Il principale errore che si può commettere nell’analisi del Ventennio è infatti quello di identificare le affermazioni mussoliniane con l’ideologia o, in genere, con la cultura fascista; infatti, nell’Opera omnia si rintraccia con facilità una tesi e il suo opposto. Non si tratta di incoerenza, ma dell’atteggiamento tipicamente politico del Duce, pronto a sostenere le tesi che nelle determinate contingenze affrontate dal regime nel suo Ventennio presentavano un vantaggio politico o esprimevano l’esigenza di correggere o incoraggiare tendenze. Una piena e definitiva sintesi non venne operata, anche perché troppe e troppo diverse erano le istanze confluite nel fascismo – dal sindacalismo rivoluzionario, al socialismo, al nazionalismo per arrivare persino all’anarchismo – e un po’ perché un’ideologia definitiva avrebbe costituito quella camicia di Nesso che Mussolini, e questo senza incertezze e tentennamenti, aveva sempre rifiutato.
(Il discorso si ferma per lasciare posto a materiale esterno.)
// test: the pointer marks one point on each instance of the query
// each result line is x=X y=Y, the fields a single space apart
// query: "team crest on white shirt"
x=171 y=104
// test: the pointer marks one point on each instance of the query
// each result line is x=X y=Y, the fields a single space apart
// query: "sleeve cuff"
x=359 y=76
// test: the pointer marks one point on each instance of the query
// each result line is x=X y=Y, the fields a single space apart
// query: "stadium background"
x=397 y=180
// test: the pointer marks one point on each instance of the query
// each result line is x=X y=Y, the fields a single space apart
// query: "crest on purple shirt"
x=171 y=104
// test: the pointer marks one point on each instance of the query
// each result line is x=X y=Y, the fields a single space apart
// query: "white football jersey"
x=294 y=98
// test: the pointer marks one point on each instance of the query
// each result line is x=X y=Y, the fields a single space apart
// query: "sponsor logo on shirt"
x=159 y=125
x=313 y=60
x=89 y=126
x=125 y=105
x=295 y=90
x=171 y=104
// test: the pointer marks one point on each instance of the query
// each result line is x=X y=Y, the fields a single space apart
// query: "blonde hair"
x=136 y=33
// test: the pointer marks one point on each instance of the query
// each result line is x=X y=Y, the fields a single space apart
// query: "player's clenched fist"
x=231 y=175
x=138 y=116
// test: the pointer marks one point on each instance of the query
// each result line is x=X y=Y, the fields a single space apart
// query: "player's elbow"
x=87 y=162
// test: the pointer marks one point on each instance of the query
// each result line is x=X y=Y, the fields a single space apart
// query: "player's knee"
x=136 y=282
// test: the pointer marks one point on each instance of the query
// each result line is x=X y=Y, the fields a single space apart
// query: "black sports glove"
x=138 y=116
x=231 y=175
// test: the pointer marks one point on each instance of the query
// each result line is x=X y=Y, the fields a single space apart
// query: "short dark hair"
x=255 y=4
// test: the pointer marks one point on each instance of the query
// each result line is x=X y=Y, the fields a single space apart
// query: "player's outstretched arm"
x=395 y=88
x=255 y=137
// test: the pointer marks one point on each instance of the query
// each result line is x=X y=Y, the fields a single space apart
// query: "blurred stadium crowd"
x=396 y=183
Un esempio di questo lavoro progressivo viene fornito dalle diverse correnti e tendenze che costituiscono l’attenzione con la quale il capo del fascismo guardò sempre, fin dagli anni giovanili, alla filosofia. Il libro compie un’analisi certo empatica, ma non agiografica, delle influenze che Mussolini ricevette dalla lettura, attenta e mai superficiale, di Nietzsche, come di Gentile, di Sorel, di Spengler, di Machiavelli e, naturalmente, di Marx. Per citare solo le influenze più importanti. Il tutto analizzato e metabolizzato non per fini “scientifici” o di mera curiosità intellettuale, ma per cogliere da ogni filosofo quegli aspetti che dovevano dare alla prassi politica una direzione costruttiva dell’uomo nuovo fascista. Un “relativismo” non scettico, ma funzionale a lasciare al fascismo il carattere di una rivoluzione permanente che doveva scolpire, nel corpo come nell’anima, un popolo che acquisisse piena consapevolezza del suo destino storico e fosse di conseguenza preparato ai compiti che questo avrebbe comportato.
Nei suoi discorsi, Mussolini utilizza il pensiero dei filosofi per spiegare concetti e situazioni politiche, a significare una lettura volta a portare la filosofia dentro le categorie del politico. Non un Mussolini filosofo, ma, come scrive l’autore, un Mussolini “attraversato” dalla filosofia; un attraversamento che fa dell’attivismo fascista un problema filosofico da studiare per avere dell’epoca più bestemmiata e amata della nostra storia un concetto più chiaro e onesto.